Da una parte del tavolo il padrone di casa, Francesco Cannizzaro, sindaco di Reggio Calabria, affiancato dal Commissario Unico per la Depurazione, Fabio Fituzzo, e dal Sub Commissario Tonino Daffinà. In platea, direttamente interessati dall’oggetto della conferenza, “Completamento e ottimizzazione dello schema depurativo dell’agglomerato di Reggio Calabria”, numerosi sindaci della provincia. Presenti anche il presidente del Consiglio regionale, Salvatore Cirillo, diversi assessori e consiglieri comunali, perché l’idea di squadra predicata dal Primo Cittadino è qualcosa che chiunque può toccare con mano. Saldamente concreta, spogliata della retorica da commedianti al bar alla quale la città e il suo territorio metropolitano erano stati mal abituati.

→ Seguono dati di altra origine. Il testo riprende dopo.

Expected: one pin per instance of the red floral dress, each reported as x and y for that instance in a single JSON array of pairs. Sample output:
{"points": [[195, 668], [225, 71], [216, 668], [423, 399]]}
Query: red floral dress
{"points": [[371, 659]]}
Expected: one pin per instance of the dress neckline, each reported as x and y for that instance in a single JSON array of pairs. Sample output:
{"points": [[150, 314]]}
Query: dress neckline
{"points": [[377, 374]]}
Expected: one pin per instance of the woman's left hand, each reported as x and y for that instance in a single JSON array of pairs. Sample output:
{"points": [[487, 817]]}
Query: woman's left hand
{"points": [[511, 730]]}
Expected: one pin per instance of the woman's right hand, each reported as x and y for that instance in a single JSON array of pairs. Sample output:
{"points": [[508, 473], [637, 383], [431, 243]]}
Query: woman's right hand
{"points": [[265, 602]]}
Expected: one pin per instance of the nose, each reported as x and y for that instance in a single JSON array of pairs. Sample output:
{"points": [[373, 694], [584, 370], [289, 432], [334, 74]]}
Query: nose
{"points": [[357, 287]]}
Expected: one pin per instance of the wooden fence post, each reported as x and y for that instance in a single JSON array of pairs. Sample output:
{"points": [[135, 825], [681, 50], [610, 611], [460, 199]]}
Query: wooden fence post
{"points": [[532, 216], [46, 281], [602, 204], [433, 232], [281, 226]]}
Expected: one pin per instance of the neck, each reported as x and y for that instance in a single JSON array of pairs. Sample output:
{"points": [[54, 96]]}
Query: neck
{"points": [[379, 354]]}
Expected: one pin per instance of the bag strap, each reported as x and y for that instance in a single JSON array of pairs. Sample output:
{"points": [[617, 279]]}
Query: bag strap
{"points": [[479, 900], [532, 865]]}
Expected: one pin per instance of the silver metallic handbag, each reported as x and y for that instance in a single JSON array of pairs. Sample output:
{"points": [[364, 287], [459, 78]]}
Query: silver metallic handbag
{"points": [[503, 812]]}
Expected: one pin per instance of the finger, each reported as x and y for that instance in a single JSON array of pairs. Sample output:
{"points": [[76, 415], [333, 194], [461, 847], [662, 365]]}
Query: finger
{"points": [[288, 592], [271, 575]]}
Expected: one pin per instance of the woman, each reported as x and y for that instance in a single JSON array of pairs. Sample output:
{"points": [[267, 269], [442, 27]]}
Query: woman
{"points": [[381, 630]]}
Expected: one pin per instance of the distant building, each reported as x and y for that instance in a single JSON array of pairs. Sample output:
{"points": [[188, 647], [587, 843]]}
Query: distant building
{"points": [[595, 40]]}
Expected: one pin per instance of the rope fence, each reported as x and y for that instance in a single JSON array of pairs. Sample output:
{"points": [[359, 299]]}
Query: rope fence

Un cambio di passo e di marcia che Cannizzaro ha preteso sin da prima di indossare la fascia tricolore, se è vero che, nelle vesti di deputato, aveva sottoposto all’attenzione del Governo il grave problema di una mancata depurazione delle acque che fosse efficace ed efficiente. Prova ne è che, nel corso della campagna elettorale per il rinnovo del Consiglio comunale, aveva informato della disponibilità di 145 milioni di euro destinati a Reggio Calabria e ai Comuni limitrofi. Una somma ingente di cui, purtroppo, la vecchia Amministrazione, nella sua inedia genetica, fingeva di non essere a conoscenza. Un modo di (non) agire che sembra già appartenere a una lontanissima, quanto lugubre, epoca: ora il tempo appartiene a chi, in perfetta sintonia con il Governo nazionale e con quello regionale, lavora per mettere la Calabria nelle condizioni di beneficiare delle risorse necessarie a garantire la balneabilità del mare da Rosarno a Monasterace.
Quelle del sindaco di Reggio Calabria, che ha convocato gli operatori dell’informazione a Palazzo San Giorgio nel primo pomeriggio di oggi, sono state comunicazioni infarcite di cifre e cronoprogrammi dettagliati. Un incontro che ha preceduto di pochi minuti il trasferimento al depuratore di Gallico per la consegna dei lavori alla ditta appaltatrice, azienda che già dalle 7 di domattina potrà dare avvio alle attività di realizzazione di un impianto a membrane assai performante e tecnologicamente avanzato.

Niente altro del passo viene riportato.